Telegraph publishes extended version of its Ben Hecht/Casino Royale story

The U.K.-based Telegraph newspaper today published an extended online version of its story by Jeremy Duns about screenwriter Ben Hecht’s 1960s scripts for Casino Royale.

You can read THE ENTIRE ARTICLE BY CLICKING HERE. What follows are a couple of excerpts.

Duns on what he discovered when he went to the Newberry Library in Chicago, where Hecht’s papers are kept:

To my amazement, I found that Hecht not only contributed to Casino Royale, but produced several complete drafts, and that much of the material survived. …Hecht adapted Ian Fleming’s first novel as a straight Bond adventure…The folders contain material from five screenplays, four of which are by Hecht. An early near-complete script from 1957 is a faithful adaptation of the novel in many ways but for one crucial element: James Bond isn’t in it. Instead of the suave but ruthless British agent, the hero is Lucky Fortunato, a rich, wisecracking American gangster who is an expert poker player…it seems likely (producer Charles K.) Feldman sent this script to Hecht as a starting point to see what he could do with it.
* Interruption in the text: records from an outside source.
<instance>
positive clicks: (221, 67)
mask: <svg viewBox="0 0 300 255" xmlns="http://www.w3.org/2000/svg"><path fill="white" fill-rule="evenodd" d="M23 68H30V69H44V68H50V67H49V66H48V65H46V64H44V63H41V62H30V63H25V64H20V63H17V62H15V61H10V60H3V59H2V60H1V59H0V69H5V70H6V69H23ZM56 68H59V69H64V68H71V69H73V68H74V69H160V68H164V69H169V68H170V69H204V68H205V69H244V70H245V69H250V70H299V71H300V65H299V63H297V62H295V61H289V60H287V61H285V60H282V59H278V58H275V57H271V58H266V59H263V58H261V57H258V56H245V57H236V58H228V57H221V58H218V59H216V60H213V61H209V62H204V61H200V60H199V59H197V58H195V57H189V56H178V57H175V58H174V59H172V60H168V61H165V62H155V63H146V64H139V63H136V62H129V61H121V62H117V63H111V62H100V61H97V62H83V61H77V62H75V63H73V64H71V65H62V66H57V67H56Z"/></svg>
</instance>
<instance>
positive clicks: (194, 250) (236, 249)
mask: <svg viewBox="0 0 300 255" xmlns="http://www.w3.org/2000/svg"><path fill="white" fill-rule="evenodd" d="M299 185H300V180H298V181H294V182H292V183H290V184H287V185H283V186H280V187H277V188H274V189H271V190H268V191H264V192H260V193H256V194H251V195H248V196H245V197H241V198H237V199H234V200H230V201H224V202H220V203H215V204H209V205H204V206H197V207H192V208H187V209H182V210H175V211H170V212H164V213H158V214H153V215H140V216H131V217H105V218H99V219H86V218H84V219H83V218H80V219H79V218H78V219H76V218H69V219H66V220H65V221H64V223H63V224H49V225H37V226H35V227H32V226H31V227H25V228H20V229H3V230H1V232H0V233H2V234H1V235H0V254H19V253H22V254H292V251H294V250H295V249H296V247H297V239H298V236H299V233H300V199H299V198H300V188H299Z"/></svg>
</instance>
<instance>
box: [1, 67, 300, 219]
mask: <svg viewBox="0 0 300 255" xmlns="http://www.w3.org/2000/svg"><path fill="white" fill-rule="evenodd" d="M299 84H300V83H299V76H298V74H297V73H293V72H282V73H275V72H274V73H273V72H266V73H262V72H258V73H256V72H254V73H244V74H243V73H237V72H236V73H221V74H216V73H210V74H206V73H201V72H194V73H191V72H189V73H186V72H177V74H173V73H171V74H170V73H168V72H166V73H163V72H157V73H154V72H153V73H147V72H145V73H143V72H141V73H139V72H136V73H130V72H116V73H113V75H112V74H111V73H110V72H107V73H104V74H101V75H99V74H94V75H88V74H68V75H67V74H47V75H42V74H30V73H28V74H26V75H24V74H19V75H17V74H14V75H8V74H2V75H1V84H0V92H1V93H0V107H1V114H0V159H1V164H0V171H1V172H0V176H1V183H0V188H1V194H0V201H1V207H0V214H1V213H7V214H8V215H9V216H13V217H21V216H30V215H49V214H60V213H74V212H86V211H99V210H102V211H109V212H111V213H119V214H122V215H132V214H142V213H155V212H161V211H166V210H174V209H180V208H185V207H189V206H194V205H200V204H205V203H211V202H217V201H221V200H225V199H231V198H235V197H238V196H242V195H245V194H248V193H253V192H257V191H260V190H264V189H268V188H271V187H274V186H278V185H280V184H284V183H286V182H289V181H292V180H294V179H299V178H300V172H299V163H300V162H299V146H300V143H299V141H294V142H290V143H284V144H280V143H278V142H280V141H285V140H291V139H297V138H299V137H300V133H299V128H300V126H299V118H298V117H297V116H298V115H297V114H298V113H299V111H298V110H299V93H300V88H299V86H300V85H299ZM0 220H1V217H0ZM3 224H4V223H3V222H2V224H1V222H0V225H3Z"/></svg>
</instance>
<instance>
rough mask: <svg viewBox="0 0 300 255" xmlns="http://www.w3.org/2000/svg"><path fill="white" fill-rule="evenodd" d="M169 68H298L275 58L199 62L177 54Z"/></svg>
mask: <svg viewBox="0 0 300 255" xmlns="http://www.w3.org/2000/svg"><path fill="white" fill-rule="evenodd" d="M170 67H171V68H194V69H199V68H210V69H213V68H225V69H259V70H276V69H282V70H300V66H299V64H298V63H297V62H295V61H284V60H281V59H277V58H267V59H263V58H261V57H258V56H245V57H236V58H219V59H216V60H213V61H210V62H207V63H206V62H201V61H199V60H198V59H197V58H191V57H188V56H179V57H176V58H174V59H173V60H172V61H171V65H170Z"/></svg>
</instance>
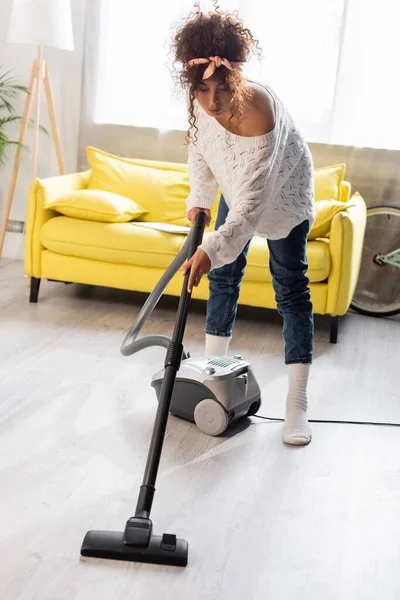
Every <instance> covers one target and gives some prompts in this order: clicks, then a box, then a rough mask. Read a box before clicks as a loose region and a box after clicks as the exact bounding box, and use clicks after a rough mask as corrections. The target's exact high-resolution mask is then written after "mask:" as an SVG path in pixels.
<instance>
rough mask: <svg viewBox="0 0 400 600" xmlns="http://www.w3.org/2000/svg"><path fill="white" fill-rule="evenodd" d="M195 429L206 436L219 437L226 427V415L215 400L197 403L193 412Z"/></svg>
mask: <svg viewBox="0 0 400 600" xmlns="http://www.w3.org/2000/svg"><path fill="white" fill-rule="evenodd" d="M194 420H195V423H196V425H197V427H198V428H199V429H200V431H202V432H203V433H205V434H206V435H220V434H221V433H223V432H224V431H225V429H226V428H227V427H228V413H227V412H226V410H225V409H224V408H223V406H221V404H219V403H218V402H216V401H215V400H211V399H206V400H202V401H201V402H199V403H198V404H197V406H196V408H195V410H194Z"/></svg>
According to Duns, Hecht’s version of the story has Bond being directly responsible for Le Chiffre’s financial plight and need to win money back gambling (a very similar technique used by Neal Purvis, Robert Wade and Paul Haggis in 2006’s Casino Royale to set up the main Ian Fleming novel story). They have even met before the gambling begins.

Here’s Duns’s analysis, with April 1964 referring to the final draft by Hecht:

All the pages in Hecht’s papers are gripping, but the material from April 1964 is phenomenal, and it’s easy to imagine it as the basis for a classic Bond adventure….(T)here is also a distinctly adult feel to the story. It has all the excitement and glamour you would expect from a Bond film but is more suspenseful, and the violence is brutal rather than cartoonish.

Hecht died in April 1964. Producer Feldman ended up producing a mega-spoof instead.